1. Embryonal rhabdomyosarcoma is the most common type, especially in children under 10 years of age. It presents as a rapidly growing neoplasm involving the soft tissues of the extremities, retroperitoneum, orbit, nasal cavity, and a variety of organs. It is extremely infiltrative and tends to metastasize via the bloodstream at an early stage. A special variant of embryonal rhabdomyosarcoma occurring in the vagina in very young girls is known as sarcoma botryoides. This tumor appears as an enlarging mass that protrudes from the vagina, having the appearance of a bunch of grapes. Histologically, embryonal rhabdomyosarcoma is highly cellular, being composed of small round and oval cells with primitive hyperchromatic nuclei, scanty cytoplasm, and a high mitotic rate. Skeletal muscle differentiation can be demonstrated by (1) the presence of scattered cells with abundant pink cytoplasm (strap cells) that show cross-striations; (2) the presence of irregular Z bands on electron microscopy; and (3) the presence of muscle proteins such as myoglobin, myosin, actin, and desmin as shown by immunohistochemical studies. Sarcoma botryoides is composed of similar cells but shows areas of low cellularity with myxomatous change in the stroma and a characteristic layer of small primitive cells beneath the vaginal epithelium (cambium layer). Aggressive chemotherapy has greatly improved survival of children with embryonal rhabdomyosarcoma.

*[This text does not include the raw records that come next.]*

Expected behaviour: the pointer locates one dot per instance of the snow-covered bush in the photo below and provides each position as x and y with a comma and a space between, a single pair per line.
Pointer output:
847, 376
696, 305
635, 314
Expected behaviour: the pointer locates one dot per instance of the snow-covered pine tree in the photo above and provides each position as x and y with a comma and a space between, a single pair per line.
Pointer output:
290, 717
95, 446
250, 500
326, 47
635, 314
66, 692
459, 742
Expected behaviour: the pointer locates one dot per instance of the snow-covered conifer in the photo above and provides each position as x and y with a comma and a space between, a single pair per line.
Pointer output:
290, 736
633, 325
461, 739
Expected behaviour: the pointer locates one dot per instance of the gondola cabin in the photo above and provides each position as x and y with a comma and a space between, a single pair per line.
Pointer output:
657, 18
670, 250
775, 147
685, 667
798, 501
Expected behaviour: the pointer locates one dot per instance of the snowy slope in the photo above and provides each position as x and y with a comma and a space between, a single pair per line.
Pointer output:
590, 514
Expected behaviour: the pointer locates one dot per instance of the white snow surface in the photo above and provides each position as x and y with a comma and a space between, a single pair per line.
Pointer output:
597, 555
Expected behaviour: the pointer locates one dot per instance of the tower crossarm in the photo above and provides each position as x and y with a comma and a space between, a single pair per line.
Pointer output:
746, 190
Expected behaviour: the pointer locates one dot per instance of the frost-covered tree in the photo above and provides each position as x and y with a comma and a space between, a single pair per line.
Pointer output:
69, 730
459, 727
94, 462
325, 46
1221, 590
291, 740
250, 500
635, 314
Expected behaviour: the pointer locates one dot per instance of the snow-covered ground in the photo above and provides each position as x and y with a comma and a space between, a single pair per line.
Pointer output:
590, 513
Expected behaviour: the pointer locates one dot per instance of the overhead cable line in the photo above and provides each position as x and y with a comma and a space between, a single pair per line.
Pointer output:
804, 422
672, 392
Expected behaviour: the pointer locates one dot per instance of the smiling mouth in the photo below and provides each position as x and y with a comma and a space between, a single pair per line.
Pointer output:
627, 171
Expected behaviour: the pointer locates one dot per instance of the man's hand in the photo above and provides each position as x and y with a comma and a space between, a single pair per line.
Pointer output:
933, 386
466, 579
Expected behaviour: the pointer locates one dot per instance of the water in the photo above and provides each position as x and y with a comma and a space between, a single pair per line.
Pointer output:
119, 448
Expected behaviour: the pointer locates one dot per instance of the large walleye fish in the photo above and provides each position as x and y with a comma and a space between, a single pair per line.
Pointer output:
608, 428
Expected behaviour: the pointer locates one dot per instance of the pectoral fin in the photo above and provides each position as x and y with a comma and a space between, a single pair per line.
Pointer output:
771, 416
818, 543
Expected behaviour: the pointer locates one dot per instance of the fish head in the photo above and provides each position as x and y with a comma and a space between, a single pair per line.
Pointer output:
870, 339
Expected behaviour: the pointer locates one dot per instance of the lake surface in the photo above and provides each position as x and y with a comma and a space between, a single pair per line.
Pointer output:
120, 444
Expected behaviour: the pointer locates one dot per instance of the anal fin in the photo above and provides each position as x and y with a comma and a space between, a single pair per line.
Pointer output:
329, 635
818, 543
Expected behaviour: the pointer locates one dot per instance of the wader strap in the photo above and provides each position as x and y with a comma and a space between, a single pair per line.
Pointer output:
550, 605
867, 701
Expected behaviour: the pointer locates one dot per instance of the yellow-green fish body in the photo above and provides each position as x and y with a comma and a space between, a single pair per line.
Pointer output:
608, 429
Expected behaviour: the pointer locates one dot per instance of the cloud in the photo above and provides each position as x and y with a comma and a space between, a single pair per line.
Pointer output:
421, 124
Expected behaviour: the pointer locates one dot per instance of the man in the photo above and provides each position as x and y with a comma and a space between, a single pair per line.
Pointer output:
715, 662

2. Alveolar rhabdomyosarcoma is less common and occurs in the age group from 10 to 30 years. Patients often present with a mass around the shoulder or pelvis. The tumor is characterized by an alveolar arrangement of the small, primitive neoplastic skeletal muscle cells. Like embryonal rhabdomyosarcoma, it is rapidly growing and highly malignant. The response to chemotherapy is less satisfactory than in the embryonal type.

3. Pleomorphic rhabdomyosarcoma is an uncommon neoplasm of soft tissue that mainly affects the extremities and retroperitoneum in elderly patients. It is highly malignant and resistant to chemotherapy.